4.4. Liquid Chromatography and Mass Spectrometry

The LC-MS data were acquired on a liquid chromatography system (Agilent HP1200, Agilent Technologies, Palo Alto, CA, USA) equipped with a C18 column (Inertsil ODS-4, 2 μm, 100 Å, 100 mm × 1.5 mm ID, GL Science, Tokyo, Japan) coupled with an electrospray ionization quadrupole time-of-flight (Q-TOF) mass spectrometer (Agilent 6520, Agilent Technologies, Palo Alto, CA, USA) [35]. Solvent A was 0.1% formic acid in water, and solvent B was 0.1% formic acid in 9.9% water and 90% acetonitrile. The glycopeptides were eluted at a flow rate of 0.15 mL/min at 40 °C with a following gradient program: 0 to 7 min, 15% to 30% solvent B; 7 to 12 min, 30% to 50% solvent B; and 2 min hold at 100% solvent B. The mass spectrometer was operated in negative mode with the capillary voltage of 4000 V. The nebulizing gas pressure was 30 psi and the dry gas flow rate was 8 L/min at 350 °C. The injection volume was 5 μL. LC-MS raw data were converted to CSV-type data using Mass Hunter Export (Agilent Technologies, Palo Alto, CA, USA) and peak positions (retention times and m/z) and peak intensities (areas) were calculated using R (R 3.2.2, R Foundation, Vienna, Austria). The errors of retention time and m/z were corrected by the internal standard (fetal calf fetuin) peaks and all peak intensities were aligned with the tolerance of 0.5 min (retention time) and 0.08 Da (m/z) by Maeker Analysis developed by LSI Medience Corp. [14].

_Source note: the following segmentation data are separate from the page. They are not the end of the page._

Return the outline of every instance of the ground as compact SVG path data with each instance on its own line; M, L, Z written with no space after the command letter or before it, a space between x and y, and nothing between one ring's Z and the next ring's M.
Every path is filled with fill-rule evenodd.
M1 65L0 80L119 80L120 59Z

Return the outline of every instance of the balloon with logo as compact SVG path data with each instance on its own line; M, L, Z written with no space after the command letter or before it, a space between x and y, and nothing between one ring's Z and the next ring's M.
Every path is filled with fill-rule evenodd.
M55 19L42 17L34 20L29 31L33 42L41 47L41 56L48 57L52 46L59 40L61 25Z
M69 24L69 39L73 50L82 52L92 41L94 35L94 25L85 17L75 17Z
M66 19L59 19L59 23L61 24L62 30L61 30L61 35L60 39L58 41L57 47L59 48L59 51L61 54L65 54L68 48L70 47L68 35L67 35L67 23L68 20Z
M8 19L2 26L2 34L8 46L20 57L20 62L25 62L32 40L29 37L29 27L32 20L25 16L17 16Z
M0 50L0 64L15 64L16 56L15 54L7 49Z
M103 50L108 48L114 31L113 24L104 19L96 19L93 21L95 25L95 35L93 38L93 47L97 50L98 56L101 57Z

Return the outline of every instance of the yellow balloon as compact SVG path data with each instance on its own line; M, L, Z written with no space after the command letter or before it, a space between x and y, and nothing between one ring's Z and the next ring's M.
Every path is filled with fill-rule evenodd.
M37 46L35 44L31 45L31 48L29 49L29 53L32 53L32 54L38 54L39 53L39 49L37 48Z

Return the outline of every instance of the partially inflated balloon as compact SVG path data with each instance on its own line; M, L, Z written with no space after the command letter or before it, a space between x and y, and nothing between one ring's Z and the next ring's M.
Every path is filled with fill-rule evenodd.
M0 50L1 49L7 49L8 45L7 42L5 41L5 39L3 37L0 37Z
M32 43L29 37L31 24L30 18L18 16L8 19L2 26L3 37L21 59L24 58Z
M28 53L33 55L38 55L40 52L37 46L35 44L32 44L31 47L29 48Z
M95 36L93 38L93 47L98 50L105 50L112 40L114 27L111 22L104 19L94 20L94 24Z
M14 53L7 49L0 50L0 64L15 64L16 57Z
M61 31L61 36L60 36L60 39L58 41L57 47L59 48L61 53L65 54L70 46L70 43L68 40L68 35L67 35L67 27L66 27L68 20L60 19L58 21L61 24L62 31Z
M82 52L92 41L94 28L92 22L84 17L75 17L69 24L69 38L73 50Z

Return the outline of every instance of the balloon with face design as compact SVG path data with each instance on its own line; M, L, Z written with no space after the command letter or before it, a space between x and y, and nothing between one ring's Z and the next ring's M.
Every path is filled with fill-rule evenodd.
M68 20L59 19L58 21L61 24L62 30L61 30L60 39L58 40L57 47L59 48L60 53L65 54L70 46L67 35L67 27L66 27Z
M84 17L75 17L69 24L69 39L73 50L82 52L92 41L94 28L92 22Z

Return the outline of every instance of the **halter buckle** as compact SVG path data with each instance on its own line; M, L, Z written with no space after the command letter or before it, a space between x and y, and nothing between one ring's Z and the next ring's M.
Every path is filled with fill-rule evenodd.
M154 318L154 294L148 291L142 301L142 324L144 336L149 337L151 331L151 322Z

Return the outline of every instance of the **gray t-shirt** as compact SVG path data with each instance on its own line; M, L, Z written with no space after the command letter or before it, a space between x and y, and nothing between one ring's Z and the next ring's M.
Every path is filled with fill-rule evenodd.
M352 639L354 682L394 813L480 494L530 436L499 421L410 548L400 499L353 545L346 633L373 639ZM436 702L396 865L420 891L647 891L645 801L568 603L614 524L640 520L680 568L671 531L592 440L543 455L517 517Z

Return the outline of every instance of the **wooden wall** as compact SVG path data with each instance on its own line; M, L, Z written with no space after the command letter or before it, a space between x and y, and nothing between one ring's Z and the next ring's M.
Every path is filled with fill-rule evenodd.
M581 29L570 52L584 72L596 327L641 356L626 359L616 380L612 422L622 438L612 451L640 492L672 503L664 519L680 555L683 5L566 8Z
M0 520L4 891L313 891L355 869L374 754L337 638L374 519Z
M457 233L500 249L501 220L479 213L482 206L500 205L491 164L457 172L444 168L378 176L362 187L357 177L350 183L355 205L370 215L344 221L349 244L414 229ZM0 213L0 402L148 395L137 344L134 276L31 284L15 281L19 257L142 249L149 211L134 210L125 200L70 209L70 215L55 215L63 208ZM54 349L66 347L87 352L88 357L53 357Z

4.5. Generation of 2D Barcodes

In total, 1712 glycopeptides were chosen from more than 30,000 detected peaks by following three steps: (1) removing low reproducibility peaks (CV (coefficient of variation) > 50%), (2) removing low reliability peaks (S/N (signal to noise) < 5), (3) removing isotope, adduct, and fragment ions. Subsequently, residual 1712 glycopeptide peaks were used for CSGSA diagnostics. QC samples were previously prepared by pooling several EOC and non-EOC samples. The expression values of 1712 glycopeptides were obtained by calculating the ratio between sample and QC values. The glycopeptide expression values were allocated to 41 × 42 cells of Excel sheet matrix (Microsoft, redmont, WA, USA) according to the order of elution time (Rt-based) or the order of PCA loadings (PCA-based). To generate Rt-based 2D barcodes, glycopeptide expression values were first aligned in the order of the elution time. Then, the values were allocated into 41 × 42 matrix of Excel sheet from top-left to bottom-right corner. To produce PCA-based 2D barcodes, PCA analysis (SIMCA 13.0.3, Umetrics, https://umetrics.com/products/simca) was first performed for 1712 glycopeptides and 351 examinees, and loading values of first and second components were obtained. Unit valiance scaling and zero average centering were performed for 1712 glycopeptides before PCA calculation. Then, the glycopeptide expression values were sorted based on the first loading values in the ascending order and divided into 41 groups with 42 glycopeptides. The glycopeptide expression values were further sorted in different groups based on the second loading values. The coordinates in 2D barcodes were determined in such a way that X coordinate represented the number of groups and Y represented the order in each group. After allocating 1712 glycopeptide expression values into Excel cells, the cell’s brightness was determined according to the criterion described in Table S1 or S2. The generated 2D barcodes were converted to PNG format to let CNN learn.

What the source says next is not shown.